La situazione degli operai peggiora di giorno in giorno, bassi salari, precariato, licenziamenti. Se gli operai inizieranno un vero movimento di resistenza vedranno la vera faccia di Draghi, da interessato paladino degli ucraini a sostenitore aperto dei profitti dei grandi industriali italiani.
Caro Operai Contro, non passa giorno che un’azienda licenzia, l’altra chiude o si trasferisce, altre ancora – ognuna con la propria storia – non pagano o prendono provvedimenti peggiorativi per gli operai.

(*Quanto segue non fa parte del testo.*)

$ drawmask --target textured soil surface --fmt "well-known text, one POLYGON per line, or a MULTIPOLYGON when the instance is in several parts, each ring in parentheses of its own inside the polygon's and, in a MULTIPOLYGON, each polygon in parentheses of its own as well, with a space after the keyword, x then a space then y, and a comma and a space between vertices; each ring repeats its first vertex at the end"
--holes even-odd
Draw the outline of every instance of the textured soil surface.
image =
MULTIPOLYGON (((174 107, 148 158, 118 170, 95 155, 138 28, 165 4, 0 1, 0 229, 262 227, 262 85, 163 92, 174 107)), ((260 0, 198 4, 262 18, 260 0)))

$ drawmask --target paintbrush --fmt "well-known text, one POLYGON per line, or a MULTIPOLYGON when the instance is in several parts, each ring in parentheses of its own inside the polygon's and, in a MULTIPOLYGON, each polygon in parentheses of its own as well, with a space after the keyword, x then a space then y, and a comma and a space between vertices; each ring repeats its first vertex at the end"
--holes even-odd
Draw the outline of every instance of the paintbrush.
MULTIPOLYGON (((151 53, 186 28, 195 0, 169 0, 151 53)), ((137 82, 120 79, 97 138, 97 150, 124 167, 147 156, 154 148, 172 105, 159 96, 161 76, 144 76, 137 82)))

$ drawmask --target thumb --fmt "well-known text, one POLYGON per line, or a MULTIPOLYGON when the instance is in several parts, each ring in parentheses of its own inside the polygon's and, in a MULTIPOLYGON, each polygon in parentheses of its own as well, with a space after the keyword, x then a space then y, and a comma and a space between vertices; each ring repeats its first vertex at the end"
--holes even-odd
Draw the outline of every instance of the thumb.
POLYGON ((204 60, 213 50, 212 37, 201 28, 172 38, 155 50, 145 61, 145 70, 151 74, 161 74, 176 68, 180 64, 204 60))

Insieme alle condizioni dei contratti capestro che vengono imposte ai giovani ma non solo, la “precarietà del lavoro” dilaga sempre di più, ben oltre i dati riportati da una certa stampa come “L’Espresso” (8 maggio 2022) che identifica “L’esercito dei precari” (in attività ndr) solo con “i dipendenti a termine” che sarebbero a febbraio 2022 (L’Espresso cita l’Istat) 3.175.000.
Ma l’Istat non dice assolutamente che (fra gli attivi ndr) solo “i dipendenti a termine” sono precari. Questa è un operazione dell’Espresso che in ossequio alla linea editoriale della famiglia Agnelli, ridimensiona il numero dei precari, (in attività ndr) che tali sono pur con svariate differenze al loro interno.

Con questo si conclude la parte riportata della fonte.